Mobilidade na Amazônia
Belém, cidade da COP30, pedala por necessidade, resistência e futuro. Um relatório recente sobre mobilidade ativa na capital paraense mostra que a bicicleta é o principal meio de transporte de trabalhadores e trabalhadoras de baixa renda, além de ter um uso crescente entre mulheres, que vêm ocupando as ruas da cidade com coragem — apesar da falta de infraestrutura e segurança.
O levantamento, realizado em 2024 por organizações locais de mobilidade ativa, analisou o fluxo de ciclistas em pontos estratégicos da cidade, como a Avenida Almirante Barroso, a Avenida Augusto Montenegro e a Travessa Mauriti. Os dados apontam que os horários de pico de circulação coincidem com o início e o fim do expediente de trabalho — entre 6h e 8h e 17h e 19h —, o que indica que a bicicleta é, para muitos, a única alternativa acessível ao transporte público.
Pedalar é sobreviver
Em uma cidade onde o transporte coletivo é caro e irregular, o pedal tornou-se instrumento de sobrevivência. O relatório mostra que 30% dos ciclistas trabalham com entregas, vendas ambulantes ou transporte de mercadorias, e que o uso cotidiano da bicicleta é mais intenso nas áreas periféricas.
“Essas pessoas pedalam não porque está na moda ou porque querem reduzir a pegada de carbono, mas porque é o que têm à disposição. O ciclismo em Belém é antes de tudo popular”, afirma Ruth Costa.

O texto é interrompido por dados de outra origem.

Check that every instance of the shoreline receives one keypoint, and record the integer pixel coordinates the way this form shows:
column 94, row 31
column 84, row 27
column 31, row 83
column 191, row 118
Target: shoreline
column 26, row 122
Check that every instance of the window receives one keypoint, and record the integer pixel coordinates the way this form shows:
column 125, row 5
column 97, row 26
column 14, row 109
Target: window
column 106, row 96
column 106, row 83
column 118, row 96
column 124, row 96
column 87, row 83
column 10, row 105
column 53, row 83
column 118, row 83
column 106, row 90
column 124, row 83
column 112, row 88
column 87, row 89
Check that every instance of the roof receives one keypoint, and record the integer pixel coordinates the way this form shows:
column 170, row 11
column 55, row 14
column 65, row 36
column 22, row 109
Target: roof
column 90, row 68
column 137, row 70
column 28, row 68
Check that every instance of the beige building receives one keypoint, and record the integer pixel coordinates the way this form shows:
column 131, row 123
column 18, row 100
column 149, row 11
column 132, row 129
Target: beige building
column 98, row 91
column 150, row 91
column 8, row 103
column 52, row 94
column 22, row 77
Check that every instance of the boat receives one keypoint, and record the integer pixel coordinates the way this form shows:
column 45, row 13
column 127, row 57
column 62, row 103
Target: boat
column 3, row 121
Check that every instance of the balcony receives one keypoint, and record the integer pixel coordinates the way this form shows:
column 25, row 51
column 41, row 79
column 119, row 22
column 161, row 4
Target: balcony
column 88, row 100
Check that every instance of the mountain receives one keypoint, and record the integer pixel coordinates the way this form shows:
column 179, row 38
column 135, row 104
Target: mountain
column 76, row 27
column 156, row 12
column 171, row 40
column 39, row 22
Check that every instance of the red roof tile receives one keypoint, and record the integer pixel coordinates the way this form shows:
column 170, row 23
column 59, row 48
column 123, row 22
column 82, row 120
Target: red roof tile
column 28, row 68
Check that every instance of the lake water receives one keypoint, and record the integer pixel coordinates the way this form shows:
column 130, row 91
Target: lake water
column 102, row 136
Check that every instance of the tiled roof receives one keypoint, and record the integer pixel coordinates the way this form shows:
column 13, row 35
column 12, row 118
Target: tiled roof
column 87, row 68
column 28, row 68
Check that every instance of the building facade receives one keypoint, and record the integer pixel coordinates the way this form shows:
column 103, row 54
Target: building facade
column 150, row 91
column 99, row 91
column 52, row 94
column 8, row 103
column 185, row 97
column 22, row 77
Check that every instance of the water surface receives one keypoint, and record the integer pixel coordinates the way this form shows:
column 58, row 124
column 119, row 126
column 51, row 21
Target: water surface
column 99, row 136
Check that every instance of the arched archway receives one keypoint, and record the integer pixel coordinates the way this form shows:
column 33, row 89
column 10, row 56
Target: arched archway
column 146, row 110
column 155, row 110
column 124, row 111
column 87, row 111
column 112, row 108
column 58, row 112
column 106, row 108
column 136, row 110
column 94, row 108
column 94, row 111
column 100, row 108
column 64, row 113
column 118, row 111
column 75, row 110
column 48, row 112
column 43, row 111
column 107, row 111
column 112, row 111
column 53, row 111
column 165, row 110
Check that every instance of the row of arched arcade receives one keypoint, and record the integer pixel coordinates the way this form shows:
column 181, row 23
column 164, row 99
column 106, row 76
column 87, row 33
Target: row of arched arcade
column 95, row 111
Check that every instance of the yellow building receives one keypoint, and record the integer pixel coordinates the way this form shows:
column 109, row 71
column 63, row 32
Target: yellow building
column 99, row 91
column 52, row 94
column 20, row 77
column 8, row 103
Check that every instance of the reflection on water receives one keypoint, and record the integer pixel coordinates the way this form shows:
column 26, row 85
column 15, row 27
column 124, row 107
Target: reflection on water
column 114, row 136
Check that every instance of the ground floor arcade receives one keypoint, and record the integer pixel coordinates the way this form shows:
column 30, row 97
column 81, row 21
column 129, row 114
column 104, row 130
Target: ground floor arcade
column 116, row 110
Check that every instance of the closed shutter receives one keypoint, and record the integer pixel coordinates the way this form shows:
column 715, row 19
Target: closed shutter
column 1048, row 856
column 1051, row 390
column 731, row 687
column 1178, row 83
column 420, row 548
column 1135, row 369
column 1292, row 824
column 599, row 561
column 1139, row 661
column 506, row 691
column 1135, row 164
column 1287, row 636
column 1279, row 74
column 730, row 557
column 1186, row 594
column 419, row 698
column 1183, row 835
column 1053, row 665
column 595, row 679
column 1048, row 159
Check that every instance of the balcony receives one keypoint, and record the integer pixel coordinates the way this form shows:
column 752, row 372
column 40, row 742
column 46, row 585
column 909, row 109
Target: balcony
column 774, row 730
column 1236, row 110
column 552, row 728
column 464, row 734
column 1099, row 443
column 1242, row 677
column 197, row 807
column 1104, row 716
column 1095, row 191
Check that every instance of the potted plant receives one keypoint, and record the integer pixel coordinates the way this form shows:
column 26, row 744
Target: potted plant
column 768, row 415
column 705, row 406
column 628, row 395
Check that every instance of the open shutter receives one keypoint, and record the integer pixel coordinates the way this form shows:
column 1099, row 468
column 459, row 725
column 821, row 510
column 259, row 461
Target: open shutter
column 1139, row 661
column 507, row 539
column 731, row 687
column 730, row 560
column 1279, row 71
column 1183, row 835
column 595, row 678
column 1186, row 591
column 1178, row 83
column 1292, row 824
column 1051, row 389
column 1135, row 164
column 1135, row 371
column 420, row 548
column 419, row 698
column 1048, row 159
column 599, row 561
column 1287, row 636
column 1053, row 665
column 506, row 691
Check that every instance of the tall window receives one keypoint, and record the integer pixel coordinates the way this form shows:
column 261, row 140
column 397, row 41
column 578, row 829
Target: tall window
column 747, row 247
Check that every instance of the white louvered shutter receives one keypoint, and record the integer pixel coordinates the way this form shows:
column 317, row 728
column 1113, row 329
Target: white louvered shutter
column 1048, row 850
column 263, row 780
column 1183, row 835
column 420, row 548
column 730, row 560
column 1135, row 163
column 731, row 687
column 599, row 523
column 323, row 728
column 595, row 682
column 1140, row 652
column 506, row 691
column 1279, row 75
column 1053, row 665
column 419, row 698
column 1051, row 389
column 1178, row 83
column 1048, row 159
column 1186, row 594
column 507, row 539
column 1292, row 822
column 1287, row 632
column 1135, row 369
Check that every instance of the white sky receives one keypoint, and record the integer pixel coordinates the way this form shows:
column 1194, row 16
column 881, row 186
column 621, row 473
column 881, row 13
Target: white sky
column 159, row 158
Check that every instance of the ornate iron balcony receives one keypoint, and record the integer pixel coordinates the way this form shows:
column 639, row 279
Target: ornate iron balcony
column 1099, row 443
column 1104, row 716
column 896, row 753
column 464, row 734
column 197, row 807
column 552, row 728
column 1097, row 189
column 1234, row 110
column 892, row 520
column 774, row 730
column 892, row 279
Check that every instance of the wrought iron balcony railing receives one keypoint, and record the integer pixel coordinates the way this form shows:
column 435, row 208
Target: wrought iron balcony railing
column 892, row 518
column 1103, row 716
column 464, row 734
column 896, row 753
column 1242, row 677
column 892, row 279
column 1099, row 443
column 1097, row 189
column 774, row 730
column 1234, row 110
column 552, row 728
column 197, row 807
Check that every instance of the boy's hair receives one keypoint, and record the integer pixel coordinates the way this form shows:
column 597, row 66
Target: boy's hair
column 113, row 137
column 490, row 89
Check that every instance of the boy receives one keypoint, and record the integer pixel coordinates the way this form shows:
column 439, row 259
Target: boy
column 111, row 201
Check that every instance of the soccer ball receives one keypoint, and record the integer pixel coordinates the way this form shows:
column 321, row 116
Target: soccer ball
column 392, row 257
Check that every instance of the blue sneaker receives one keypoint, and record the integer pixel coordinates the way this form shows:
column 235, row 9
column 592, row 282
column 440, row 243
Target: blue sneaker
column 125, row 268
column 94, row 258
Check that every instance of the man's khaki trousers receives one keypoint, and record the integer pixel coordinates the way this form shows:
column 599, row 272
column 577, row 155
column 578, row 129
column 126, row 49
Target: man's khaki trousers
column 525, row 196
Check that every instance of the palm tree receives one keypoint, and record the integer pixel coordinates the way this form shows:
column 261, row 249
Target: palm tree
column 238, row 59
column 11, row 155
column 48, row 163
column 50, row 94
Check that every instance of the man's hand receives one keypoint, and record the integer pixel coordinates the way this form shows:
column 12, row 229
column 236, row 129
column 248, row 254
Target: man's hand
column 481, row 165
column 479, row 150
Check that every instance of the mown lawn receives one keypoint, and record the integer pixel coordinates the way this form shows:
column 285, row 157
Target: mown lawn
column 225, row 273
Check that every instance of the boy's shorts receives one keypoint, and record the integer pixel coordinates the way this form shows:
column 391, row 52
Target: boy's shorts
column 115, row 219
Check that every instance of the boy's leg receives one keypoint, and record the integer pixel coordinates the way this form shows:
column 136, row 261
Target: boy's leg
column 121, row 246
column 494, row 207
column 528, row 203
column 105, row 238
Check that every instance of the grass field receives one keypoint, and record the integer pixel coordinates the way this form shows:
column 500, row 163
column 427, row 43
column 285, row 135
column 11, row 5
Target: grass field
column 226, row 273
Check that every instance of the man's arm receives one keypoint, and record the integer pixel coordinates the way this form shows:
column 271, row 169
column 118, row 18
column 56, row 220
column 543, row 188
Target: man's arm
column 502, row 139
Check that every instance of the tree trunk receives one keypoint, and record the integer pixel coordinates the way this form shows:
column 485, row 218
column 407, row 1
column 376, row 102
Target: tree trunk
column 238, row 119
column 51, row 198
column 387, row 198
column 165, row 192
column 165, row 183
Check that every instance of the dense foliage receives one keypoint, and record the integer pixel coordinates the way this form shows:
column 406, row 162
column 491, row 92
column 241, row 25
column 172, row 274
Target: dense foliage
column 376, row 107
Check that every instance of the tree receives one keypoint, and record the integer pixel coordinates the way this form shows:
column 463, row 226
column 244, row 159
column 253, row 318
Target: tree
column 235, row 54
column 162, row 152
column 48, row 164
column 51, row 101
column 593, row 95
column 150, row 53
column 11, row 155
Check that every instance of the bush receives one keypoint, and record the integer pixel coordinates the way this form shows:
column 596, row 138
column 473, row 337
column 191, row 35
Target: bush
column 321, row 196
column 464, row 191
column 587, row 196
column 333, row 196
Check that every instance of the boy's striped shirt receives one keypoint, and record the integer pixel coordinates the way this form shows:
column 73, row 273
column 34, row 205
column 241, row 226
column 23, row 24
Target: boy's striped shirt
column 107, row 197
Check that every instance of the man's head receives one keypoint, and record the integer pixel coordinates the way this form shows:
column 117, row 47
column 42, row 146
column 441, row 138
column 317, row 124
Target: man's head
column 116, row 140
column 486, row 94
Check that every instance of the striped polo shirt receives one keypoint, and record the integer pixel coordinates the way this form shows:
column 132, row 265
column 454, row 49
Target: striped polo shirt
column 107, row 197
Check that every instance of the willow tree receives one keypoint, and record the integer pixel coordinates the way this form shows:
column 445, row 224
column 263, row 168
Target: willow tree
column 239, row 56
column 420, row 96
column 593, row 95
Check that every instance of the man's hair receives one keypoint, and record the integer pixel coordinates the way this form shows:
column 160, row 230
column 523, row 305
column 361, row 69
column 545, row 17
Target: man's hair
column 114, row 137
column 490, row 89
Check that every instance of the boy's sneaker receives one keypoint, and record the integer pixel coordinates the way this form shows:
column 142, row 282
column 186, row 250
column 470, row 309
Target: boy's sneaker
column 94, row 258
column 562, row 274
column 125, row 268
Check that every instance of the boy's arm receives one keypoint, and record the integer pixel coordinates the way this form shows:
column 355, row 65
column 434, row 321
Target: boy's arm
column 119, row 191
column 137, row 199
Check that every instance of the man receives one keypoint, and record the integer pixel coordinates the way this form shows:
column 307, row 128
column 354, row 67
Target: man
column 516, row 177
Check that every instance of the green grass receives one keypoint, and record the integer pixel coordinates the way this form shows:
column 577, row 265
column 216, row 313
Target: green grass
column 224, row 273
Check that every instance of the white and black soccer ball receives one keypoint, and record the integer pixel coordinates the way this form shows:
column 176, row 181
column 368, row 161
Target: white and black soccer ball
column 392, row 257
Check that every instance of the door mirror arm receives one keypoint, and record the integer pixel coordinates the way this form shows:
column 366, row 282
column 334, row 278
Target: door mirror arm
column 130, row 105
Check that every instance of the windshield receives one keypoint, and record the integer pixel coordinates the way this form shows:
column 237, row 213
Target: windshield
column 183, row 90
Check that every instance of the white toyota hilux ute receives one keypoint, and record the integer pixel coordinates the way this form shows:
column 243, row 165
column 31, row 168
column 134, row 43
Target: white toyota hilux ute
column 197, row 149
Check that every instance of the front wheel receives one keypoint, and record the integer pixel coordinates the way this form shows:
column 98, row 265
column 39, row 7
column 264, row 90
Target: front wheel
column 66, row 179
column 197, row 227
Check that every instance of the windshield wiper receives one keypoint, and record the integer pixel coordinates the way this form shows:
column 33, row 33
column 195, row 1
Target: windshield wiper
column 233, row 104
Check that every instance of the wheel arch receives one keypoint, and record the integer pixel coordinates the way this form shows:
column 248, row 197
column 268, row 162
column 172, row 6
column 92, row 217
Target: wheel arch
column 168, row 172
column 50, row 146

Mesmo com o aumento de ciclistas, Belém ainda possui menos de 70 quilômetros de ciclovias e ciclofaixas, número insuficiente para o volume atual de deslocamentos. Em vários trechos observados, as bicicletas representavam até 10% do fluxo total de veículos, mas sem estrutura dedicada, o que eleva o risco de acidentes. Dados do Detran-PA mostram que, entre 2020 e 2023, foram registradas mais de 400 ocorrências envolvendo ciclistas.
Elas no pedal: mobilidade e coragem
Embora os homens ainda sejam maioria, a presença feminina tem crescido de forma consistente. As mulheres representaram entre 10% e 18% dos ciclistas contados nos principais pontos de observação, especialmente nas rotas de bairros periféricos e em áreas próximas a feiras, escolas e unidades de saúde.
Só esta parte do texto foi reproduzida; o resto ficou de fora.